Coordination as a Key to Success
October 31, 2007 from Pawel Brodzinski
Generally I’m a big believer in delegation. I choose to delegate task along with ability to make decisions about the subject and responsibility for achieving success or failing. I accept the fact it brings failures sometimes which I’m partly responsible for. However it gives people a right to decide (which they usually consider as something positive) and teach them accountability (which is always positive). It also eliminates makes organization healthier as management tasks are distributed all over the team and the boss is no longer a bottleneck. Several failures are really a fair price to get all of that.
Having said that, there are moments where you have to switch to manual steering. Your PM is on the road going on weekly meeting with customer and you have emergency situation in that very project. Customer escalated an issue which looks stupid but is really (I mean really) important for them. You’re running out of time in the project while the team looks like children in the fog trying really hard but with no visible effect. At the moment no one is able to take a look from higher perspective being highly dedicated on own tasks, yet unfortunately leaving people’s efforts disconnected. I could continue until this blog post is the longest one in the Internet. Then, it is time to forget about your automatic transmission and switch to manual shift. Someone has to take the role of coordinator.

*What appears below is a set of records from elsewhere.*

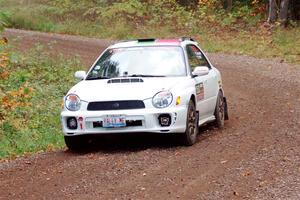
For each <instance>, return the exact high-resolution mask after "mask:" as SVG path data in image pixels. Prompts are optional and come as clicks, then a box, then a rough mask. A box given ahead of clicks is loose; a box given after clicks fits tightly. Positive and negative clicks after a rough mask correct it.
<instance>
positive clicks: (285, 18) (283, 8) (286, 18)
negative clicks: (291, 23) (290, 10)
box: [279, 0, 290, 26]
mask: <svg viewBox="0 0 300 200" xmlns="http://www.w3.org/2000/svg"><path fill="white" fill-rule="evenodd" d="M289 4H290V0H281V3H280V12H279V20H280V22H281V23H282V24H283V25H284V26H286V25H287V22H288V16H289Z"/></svg>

No, it is not micromanagement. You don’t tell people how to do things. You just coordinate everyone efforts. In the real life it usually ends up running from one desk to another in amok having multiple phone calls every time you move between different rooms in the office. First phase is learning – where are problems, how they can be fixed, who can do that. Then it’s time to check why it isn’t going the right way automatically. Maybe someone isn’t aware of importance of task. Maybe you lack a person, who is on holidays. Maybe information flow sucks. And finally it’s your time. Time to act. Time to go and kick asses. To get the job done. You go explain people why their part is essential, help them with whatever they need to do what they need to do and finally you go check another bottleneck which appears on the way.
Yes, I know, being COO the whole thing is easier because actually most people I talk with are my subordinates, so sometimes they find a bit discomforting when rejecting me when I ask them to do something (but only sometimes and only a bit). Anyway, usually the issue is not in lack of will to do some action, but in lack of awareness that it is darn important and should be done right now. I mean now. Another typical case is several packet lost in communication between people which ends up with people solving the wrong problem or waiting for thing which will never come. It doesn’t require a hero to solve those issues. A couple of phone calls and another couple of chats is usually enough to congratulate yourself a job well done. Of course as far as you work with people you can count on (and fortunately I do).

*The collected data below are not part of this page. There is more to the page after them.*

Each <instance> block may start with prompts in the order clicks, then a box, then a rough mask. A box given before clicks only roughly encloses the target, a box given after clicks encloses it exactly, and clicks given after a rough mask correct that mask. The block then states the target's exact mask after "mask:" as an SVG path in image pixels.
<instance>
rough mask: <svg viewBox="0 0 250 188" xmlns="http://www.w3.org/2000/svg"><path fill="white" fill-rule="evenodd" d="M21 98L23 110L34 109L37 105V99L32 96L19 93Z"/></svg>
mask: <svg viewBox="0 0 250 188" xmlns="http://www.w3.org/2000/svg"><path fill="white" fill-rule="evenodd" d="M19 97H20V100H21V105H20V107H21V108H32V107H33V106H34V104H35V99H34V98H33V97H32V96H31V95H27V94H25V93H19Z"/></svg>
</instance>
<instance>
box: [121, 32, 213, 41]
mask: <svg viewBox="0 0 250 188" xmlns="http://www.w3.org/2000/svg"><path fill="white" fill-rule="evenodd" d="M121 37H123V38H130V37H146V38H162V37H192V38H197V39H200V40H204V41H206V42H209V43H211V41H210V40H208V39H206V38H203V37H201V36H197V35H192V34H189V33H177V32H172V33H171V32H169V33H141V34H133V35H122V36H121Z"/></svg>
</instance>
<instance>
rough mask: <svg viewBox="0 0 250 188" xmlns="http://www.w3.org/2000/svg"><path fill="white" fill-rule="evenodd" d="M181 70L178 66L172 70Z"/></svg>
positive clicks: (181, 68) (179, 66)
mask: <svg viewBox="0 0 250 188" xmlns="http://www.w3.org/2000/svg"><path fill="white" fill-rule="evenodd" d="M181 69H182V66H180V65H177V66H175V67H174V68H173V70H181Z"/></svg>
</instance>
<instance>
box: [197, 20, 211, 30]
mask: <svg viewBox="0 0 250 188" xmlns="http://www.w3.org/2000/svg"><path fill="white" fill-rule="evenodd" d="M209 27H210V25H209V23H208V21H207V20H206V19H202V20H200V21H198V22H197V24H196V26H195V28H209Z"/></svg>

Every single time when it happens to me to run as mad through the office trying to push things a bit further, ensuring myself everyone’s effort is focused on achieving the same goal I feel that’s the real work. Not those long strategy meeting, not discussing with customers functional details of the new project, not all those bureaucracy which follows you since you were promoted to middle management roles, but seeing things being created in minutes with a little bit of your help. Don’t get me wrong, all those others things are (I guess) important, but won’t replace me that feeling of being still useful from time to time.
Leaving my satisfaction on a side I saw way too many situations where team ended up hitting hard to the wall with their heads just because no one was able to coordinate and guide people a bit. It’s like binder between bricks. As far as you don’t use it you end up with a pile of bricks instead of house. A regular project management is like binder while building a house, but an emergency coordination role is a bit like borrowing a bag of cement from adjoining building site when you run out of yours. Without that bag you will probably end up with a pile of bricks (maybe more impressive but still) no matter how hard you try.